Along these lines we must also recall that different presidents enter office under distinct political circumstances that expand or constrict the options available for presidential achievement. Bill Clinton moaned to his advisers that no one could be a great president without a national emergency, a thought channeled by Obama chief of staff Rahm Emanuel a decade later when he urged his boss to “never waste a crisis.”

How does all this get played into the mechanics of the rankings? The early surveys ranked presidents as “great,” “near-great,” etc., on the grounds that – like pornography – you know greatness when you see it.

C-SPAN, in its 2009 rankings, instead asked scholars to grade past presidents on no fewer than ten “attributes of leadership.” These cut across a wide range of areas encompassing not only skills and policy arenas but perceptions: public persuasion, crisis leadership, economic management, moral authority, international relations, administrative skills, relations with Congress, vision/agenda setting, “pursuing equal justice for all,” and broad “performance within context of the times.” This makes some sense in that it invites us to consider the multiple skills required for success in the job and the multiple dimensions to any presidency. (How do we feel about personal behavior, for instance, as opposed to the content of that person’s public policy?) Providing a series of categories allows presidential raters to make some distinctions along these lines, allowing us to praise Lyndon Johnson’s commitment to voting rights while decrying his decision to escalate in Vietnam.

Yet when translated into scores, those assessments across a long list of categories are compacted, equally weighted, into a single score—which assumes that each category is of equal importance, both across a presidency, and across time. Does “performance within the context of the times” have the same value as “administrative skills” or “relations with Congress” (indeed, does the former subsume the others in any case?) Do “economic management” and “moral authority” count simply as two equivalent questions on a multi-part exam? Should a bad television presence cancel out a good nuclear crisis?

What we want to know is the “value added” of having a specific person in the Oval Office, controlling for context. We can put the question in intuitive terms without casting too far back in history: comparing Gore v. Bush and the aftermath of 9/11, certain parts of history would surely have gone along similar lines, but others would likely have diverged significantly. The variance represents (some of) the Bush difference. Still, we’re stuck with counterfactuals, when slugging percentage and fielding range — or better yet, “wins above replacement” — would be much more satisfying things to know.

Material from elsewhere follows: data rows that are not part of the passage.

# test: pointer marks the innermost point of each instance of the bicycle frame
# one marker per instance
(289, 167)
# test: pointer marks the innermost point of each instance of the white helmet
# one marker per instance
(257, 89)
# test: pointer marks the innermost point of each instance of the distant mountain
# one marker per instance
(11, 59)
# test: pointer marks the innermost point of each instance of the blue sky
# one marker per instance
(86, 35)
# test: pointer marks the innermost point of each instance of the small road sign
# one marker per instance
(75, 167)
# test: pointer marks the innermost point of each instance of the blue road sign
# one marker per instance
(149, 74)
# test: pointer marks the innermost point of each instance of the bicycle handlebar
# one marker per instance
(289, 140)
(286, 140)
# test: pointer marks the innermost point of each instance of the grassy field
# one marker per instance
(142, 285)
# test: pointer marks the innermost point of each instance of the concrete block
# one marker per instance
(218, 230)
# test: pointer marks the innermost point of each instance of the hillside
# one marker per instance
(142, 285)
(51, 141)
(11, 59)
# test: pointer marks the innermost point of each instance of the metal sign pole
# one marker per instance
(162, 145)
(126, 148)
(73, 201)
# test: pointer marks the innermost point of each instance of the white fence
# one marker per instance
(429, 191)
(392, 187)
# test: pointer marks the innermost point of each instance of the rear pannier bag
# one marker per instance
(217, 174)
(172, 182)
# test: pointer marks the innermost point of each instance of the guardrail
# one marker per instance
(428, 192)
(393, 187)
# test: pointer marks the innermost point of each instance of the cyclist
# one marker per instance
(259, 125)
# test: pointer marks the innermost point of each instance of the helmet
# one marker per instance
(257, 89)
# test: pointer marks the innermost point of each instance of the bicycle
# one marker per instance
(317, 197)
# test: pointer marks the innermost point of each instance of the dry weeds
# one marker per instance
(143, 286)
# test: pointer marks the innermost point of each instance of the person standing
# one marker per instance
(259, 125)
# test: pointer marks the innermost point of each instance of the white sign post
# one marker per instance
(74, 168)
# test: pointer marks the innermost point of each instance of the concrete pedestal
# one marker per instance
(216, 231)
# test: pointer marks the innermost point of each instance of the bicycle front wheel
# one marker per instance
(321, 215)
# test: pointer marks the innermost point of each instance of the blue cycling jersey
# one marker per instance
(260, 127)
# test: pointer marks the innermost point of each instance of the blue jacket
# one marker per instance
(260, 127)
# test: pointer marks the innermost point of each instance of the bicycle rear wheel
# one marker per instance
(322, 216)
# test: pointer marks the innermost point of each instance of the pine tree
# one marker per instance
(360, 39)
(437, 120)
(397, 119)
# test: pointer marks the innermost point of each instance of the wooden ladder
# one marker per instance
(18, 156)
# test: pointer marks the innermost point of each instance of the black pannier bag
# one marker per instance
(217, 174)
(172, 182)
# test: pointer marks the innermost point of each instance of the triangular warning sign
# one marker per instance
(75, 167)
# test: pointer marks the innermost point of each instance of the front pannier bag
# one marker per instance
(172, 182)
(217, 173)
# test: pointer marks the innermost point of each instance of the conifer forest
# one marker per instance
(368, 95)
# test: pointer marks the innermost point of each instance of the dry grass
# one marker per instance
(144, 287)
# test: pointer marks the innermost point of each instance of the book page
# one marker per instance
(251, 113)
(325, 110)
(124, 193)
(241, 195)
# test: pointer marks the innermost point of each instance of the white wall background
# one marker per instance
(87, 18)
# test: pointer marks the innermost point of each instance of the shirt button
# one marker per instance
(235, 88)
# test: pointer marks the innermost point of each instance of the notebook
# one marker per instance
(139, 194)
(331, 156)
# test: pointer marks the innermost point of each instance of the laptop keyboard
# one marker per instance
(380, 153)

In short, presidential rankings are short in sabremetrics, and often in nuance.

And yet, as Neustadt noted, the exercise is both irresistible — and important (he ended the paragraph cited at the outset: “we are quite right to do so.”)  Exercises like the Rottinghaus and Vaughn survey help us think about what we value in leadership and in our history. Marc Landy and Sidney Milkis have a short and sweet assessment of greatness: whether the president transforms how Americans view their government, winning a “struggle for its constitutional soul.”

You know that, presumably, when you feel it.